Few studies from developing countries have examined sensitivity, specificity, positive and negative predictive values of routine surface cultures.


The purpose of the study was to determine sensitivity, specificity, and positive predictive value (PPV) of skin cultures among preterm neonates admitted to Dhaka Shishu Hospital, Bangladesh.


The study was nested within a prospective, randomized, controlled trial of emollient treatment in Dhaka Shishu Hospital, Bangladesh.
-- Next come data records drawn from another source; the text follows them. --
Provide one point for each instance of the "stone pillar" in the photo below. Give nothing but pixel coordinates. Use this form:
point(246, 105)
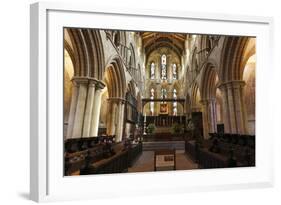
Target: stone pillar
point(234, 116)
point(89, 109)
point(120, 121)
point(213, 115)
point(205, 105)
point(73, 105)
point(231, 108)
point(96, 109)
point(239, 111)
point(111, 117)
point(80, 107)
point(225, 113)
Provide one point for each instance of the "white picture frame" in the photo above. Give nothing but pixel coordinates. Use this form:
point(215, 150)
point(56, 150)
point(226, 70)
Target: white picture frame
point(47, 182)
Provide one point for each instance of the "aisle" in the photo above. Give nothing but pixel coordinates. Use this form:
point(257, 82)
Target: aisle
point(145, 163)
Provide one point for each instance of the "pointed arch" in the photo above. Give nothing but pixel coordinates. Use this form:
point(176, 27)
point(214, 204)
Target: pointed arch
point(87, 51)
point(209, 81)
point(114, 77)
point(233, 48)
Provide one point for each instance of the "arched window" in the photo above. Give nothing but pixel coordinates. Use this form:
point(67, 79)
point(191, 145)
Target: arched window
point(151, 102)
point(152, 70)
point(163, 67)
point(175, 109)
point(175, 74)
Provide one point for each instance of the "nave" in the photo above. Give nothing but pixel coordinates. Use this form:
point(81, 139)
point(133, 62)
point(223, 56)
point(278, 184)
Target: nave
point(150, 101)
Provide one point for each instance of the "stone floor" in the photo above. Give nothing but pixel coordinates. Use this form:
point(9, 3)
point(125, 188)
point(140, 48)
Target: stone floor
point(145, 163)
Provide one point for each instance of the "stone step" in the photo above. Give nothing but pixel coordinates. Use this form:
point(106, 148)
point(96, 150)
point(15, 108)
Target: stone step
point(177, 145)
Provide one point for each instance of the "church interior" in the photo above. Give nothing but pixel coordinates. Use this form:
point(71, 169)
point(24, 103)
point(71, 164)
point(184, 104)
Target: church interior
point(139, 101)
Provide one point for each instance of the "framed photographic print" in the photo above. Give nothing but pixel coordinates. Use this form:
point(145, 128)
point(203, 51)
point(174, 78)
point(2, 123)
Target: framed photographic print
point(122, 99)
A total of 497 preterm infants <33 weeks gestational age and <72 h of chronological age were enrolled, and the sensitivity, specificity, and PPV of skin cultures were analyzed among 3,765 blood-skin culture pairs, wherein the skin culture was obtained within 13 days before the blood culture.


Overall sensitivity, specificity, and PPV were 16, 38, and 5%, respectively. PPV during Klebsiella pneumoniae outbreaks was about 9%, and the inguinal site had the highest PPV (6%) among the three skin sites. Acinetobacter spp.- and K. pneumoniae-specific PPVs were 28 and 23%, respectively. PPV was <2% for Candida spp., Enterobacter spp., and Salmonella spp.


Routine skin culture is inefficient in predicting the pathogen responsible for sepsis among premature neonates, even in a developing country setting, where the burden of bacterial infection is relatively high. Skin cultures are also of limited utility during K. pneumoniae outbreaks, and are not recommended.